Brown says EMC’s tricks included turning off its disk data protection features because it drags performance, short-stroking (artificially limiting the amount of disk data the system reads during tests), and souping up the performance of the NS700 gateway by connecting it to two Clariion storage systems.

“Is Clariion performance that poor that they had to use two of them?” Brown gibes.

Does NetApp have a valid complaint? Probably more so on the price issues than the actual performance numbers. The vendors do their own testing, and then the results go through a committee of competing vendors before they are published. NetApp is a member of the committee and so could have asked for a full disclosure from EMC before the results became official. NetApp reps said they posed questions, but did not seek a full disclosure.

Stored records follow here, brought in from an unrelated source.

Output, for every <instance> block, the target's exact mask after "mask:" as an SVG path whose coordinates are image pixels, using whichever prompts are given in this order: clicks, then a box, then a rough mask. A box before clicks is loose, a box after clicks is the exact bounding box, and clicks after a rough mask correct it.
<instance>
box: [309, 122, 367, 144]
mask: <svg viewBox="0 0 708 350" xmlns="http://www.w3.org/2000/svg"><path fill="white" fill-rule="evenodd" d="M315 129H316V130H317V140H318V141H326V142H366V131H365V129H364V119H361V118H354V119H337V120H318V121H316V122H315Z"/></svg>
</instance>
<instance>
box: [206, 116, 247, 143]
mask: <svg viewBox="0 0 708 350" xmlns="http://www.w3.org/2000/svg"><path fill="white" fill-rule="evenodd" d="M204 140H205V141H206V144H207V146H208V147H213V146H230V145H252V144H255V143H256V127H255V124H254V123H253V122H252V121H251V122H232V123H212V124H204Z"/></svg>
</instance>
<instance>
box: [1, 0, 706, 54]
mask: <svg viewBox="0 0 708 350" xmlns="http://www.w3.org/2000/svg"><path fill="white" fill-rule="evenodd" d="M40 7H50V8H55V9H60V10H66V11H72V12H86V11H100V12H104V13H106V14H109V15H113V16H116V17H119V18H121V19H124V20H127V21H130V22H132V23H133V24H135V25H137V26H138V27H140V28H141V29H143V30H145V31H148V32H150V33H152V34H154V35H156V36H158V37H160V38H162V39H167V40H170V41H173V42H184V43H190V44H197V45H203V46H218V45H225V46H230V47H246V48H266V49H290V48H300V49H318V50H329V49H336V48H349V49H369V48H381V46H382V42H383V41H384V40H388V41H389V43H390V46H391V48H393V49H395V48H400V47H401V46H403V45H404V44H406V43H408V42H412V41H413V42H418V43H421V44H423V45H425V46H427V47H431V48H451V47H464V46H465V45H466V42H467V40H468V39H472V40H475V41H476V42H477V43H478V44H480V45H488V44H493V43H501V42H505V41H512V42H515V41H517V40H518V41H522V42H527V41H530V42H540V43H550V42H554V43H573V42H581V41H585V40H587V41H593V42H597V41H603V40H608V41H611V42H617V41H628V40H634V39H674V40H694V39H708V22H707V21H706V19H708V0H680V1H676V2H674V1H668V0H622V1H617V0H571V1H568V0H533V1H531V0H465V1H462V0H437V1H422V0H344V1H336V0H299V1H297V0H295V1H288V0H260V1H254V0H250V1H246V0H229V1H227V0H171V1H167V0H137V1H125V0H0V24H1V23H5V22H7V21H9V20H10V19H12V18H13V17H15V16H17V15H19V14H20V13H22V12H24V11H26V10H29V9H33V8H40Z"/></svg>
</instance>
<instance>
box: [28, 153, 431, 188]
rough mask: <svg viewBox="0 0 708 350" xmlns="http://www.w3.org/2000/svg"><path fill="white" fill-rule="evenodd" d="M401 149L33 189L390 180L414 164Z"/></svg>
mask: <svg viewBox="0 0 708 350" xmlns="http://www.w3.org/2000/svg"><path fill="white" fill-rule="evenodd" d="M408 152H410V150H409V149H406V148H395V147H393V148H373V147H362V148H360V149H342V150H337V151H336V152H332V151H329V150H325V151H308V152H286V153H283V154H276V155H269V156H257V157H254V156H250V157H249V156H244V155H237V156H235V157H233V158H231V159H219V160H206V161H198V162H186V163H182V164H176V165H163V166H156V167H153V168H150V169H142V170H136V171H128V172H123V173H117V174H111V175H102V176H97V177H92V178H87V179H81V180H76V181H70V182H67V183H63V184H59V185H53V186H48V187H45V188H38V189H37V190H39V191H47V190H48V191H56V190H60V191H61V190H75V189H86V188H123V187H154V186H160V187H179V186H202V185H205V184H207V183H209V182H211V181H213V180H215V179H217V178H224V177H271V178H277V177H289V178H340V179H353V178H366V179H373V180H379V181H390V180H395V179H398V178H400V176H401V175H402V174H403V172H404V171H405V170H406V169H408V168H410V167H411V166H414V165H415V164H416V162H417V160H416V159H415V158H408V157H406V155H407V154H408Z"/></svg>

“Games can be played,” says analyst Arun Taneja of The Taneja Group. Taneja says EMC could have done all the things Brown charged, but probably disclosed it all in the documentation. “I’m willing to give EMC the benefit on performance from the SPEC benchmark, but the price/performance claims are up for grabs.”

The SPEC only takes performance into account, not price. SPEC president Kaivalya Dixit says that's because pricing varies from deal to deal. So EMC did its own price/performance calculations, and NetApp’s Brown questions whether the prices EMC used reflect the true configuration of the systems tested. An EMC spokesman says they used the most accurate data available.